FIG. 4 represents the effect of capacitive and inductive feedback on input impedance of the preamplifier 48. In particular, FIG. 4 illustrates several frequency versus impedance curves, with a value |S11 | being indicated along vertical axis 70, and frequency, in MHz, being represented along a horizontal axis 72. FIG. 4 illustrates three exemplary cases of input impedance curves about a nominal operating frequency. For example, a nominal operating frequency of approximately 64 MHz is anticipated for receiving coils of a 1.5 Tesla-rated MRI system. A first curve 74 illustrates optimal tuning for input impedance in accordance with the present technique, wherein a slightly negative, but near zero impedance is obtained by proper balancing of capacitive and inductive feedback. As the inductive component of the feedback is reduced, the curve is shifted upwardly, and slightly to the right, as indicated at curve 76. Further reduction in the inductive component of the feedback, or increase in the capacitive component, shifts the input impedance curve further in a positive direction, as indicated by curve 78 in FIG. 4. In accordance with the present technique, circuitry is provided for facilitating proper balancing of capacitive and inductive feedback components upstream of a preamplifier. The circuitry thus permits optimal tuning to be obtained to maintain the input impedance to the preamplifier at a desired level, as indicated by the curves of FIG. 4.
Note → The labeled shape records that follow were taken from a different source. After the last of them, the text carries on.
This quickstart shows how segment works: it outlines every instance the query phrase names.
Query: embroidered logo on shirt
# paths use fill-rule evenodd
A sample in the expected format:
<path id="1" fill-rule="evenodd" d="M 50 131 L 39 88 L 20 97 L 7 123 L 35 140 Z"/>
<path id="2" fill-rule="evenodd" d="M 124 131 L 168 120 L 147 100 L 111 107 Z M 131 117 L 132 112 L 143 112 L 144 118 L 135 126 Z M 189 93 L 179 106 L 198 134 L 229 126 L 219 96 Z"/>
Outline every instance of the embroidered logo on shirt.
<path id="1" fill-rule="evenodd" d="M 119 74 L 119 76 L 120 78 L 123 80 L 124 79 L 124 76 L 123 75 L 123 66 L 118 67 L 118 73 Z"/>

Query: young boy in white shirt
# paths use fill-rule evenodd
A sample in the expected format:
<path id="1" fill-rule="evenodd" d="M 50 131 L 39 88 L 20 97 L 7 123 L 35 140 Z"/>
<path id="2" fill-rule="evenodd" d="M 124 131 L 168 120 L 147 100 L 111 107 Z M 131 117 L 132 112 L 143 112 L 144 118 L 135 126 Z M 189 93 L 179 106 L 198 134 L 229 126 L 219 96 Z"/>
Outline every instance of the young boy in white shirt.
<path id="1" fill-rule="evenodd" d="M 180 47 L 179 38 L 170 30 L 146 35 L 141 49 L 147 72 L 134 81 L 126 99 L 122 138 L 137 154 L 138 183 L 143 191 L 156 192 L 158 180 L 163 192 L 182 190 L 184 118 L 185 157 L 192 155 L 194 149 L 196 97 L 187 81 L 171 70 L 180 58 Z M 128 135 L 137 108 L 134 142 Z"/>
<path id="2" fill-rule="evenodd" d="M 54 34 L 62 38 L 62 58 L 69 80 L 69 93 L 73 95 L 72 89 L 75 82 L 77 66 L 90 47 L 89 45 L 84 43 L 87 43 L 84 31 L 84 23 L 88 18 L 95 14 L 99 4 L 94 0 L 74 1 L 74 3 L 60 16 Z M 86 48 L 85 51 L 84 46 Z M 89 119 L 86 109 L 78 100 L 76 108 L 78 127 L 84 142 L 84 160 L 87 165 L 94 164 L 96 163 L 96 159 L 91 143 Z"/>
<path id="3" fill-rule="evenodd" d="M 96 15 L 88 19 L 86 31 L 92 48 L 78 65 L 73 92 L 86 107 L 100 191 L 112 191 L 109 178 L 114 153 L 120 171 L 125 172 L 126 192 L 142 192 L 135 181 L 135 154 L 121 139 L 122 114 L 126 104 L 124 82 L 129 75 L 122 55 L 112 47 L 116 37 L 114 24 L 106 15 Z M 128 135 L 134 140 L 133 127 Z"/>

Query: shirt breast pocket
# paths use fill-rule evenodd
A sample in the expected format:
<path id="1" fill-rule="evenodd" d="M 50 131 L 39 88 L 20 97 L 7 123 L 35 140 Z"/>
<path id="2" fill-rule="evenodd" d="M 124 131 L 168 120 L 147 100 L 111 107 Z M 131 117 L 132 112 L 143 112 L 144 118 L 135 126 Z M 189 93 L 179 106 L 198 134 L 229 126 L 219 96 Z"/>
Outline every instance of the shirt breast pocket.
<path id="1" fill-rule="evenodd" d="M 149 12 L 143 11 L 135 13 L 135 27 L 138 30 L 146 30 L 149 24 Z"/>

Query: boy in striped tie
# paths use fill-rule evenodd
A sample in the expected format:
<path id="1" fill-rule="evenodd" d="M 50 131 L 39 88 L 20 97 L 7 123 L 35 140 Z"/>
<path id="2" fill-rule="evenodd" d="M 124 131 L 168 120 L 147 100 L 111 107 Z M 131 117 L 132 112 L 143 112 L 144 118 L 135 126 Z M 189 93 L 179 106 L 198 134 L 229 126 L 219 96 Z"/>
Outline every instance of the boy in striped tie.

Presently preferred circuitry permitting tuning of preamplifier input impedance is illustrated in FIG. 5, and designated generally by reference numeral 80. Circuitry 80 includes preamplification circuitry and tuning circuitry for providing the balanced inductive and capacitive feedback summarized above. Input to circuitry 80 is provided at junction J1, indicated by reference numeral 50 on the left of FIG. 5, while output from the circuitry is provided at junction J2, as indicated at reference numeral 52 on the right of FIG. 5. In general, circuitry 80 includes input circuitry 82 which provides for impedance transforming from 50 ohms to an optimal noise match impedance to solid state device 108. The first stage amplification circuit, designated generally at reference numeral 84, provides the feedback required to reduce the input impedance to a desired level, substantially equal to zero. A tunable feedback control circuit 86 is coupled to first stage circuit 84 and facilitates tuning of the capacitive and inductive feedback components as described more fully below. Finally, an output stage 88 is provided for further stabilization, gain control and output matching.
Referring more particularly now to the preferred embodiment of circuitry 80, as shown in FIG. 5, signals received at junction point J1 are applied to a DC block capacitor 90. Downstream of capacitor 90, a second capacitor 92 and a resistor 94 are coupled in parallel to an analog ground potential. Capacitor 92 provide for amplification stability, while resistor 94 further provides DC bias to the analog ground potential.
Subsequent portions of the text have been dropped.